Nevertheless, federal governments of both political persuasions have always acknowledged that there is an important role for the Commonwealth to play in supporting the states in the provision of legal assistance through direct payments to Legal Aid Commissions, to Community Legal Centres, and to Indigenous legal assistance bodies.

With that in mind, I note that in the recent past there have been a number of statements made about the size of the Commonwealth's contribution to the legal assistance sector.

So let me take the opportunity with these remarks this morning to put some facts on the table.

First, to date, there have been no cuts to payments to Community Legal Centres by the Commonwealth Government. It has been claimed by some that the Government is withdrawing $6.8 million annually. That claim is misleading.

That money, to which the state Attorney also referred, was money provided for under a four year program, announced by the previous federal government in the 2013 budget, which was deliberately designed to terminate on 30 June 2017. When that program terminates that money will no longer be available. This is what is being called by some - the "Dreyfus funding cliff".

In spite of those, and other claims, the reality of competing funding priorities and the necessity for budget repair across Government should not obscure the significant support that the Commonwealth provides and to which we are committed to continue to provide."

BACKGROUND

The Guardian, 27 March 2017:

The fight for adequate funding for community legal centres stretches back to 2013. When the Abbott government was elected in September 2013, it used its first mid-year budget update to cut $43.1m for legal assistance services over four years, including $19.6m from community legal centres.

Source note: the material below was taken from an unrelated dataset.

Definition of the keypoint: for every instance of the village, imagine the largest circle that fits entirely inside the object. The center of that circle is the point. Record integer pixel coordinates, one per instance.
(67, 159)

Six months later, in its 2014-15 budget, it cut another $6m from CLCs.

A month later it made one-off grants worth $1.55m to just 14 CLCs. Then in March 2015, following intense community pressure, it reversed some of its 2013-14 budget update cuts, reinstating $12m in funding over two years for the sector.

A few months later, in mid-2015, it signed a new five-year national partnership agreement on legal assistance services. The agreement provided Australia’s 189 community legal centres with $42.2m funding in 2016-17, but that funding drops to $30.1m in 2017-­18, $30.6m in 2018-­19, and $31m in 2019-­20.

The reduction in funding levels from 2016-­17 amounts to $34.83m over three years, 30% of CLC funding.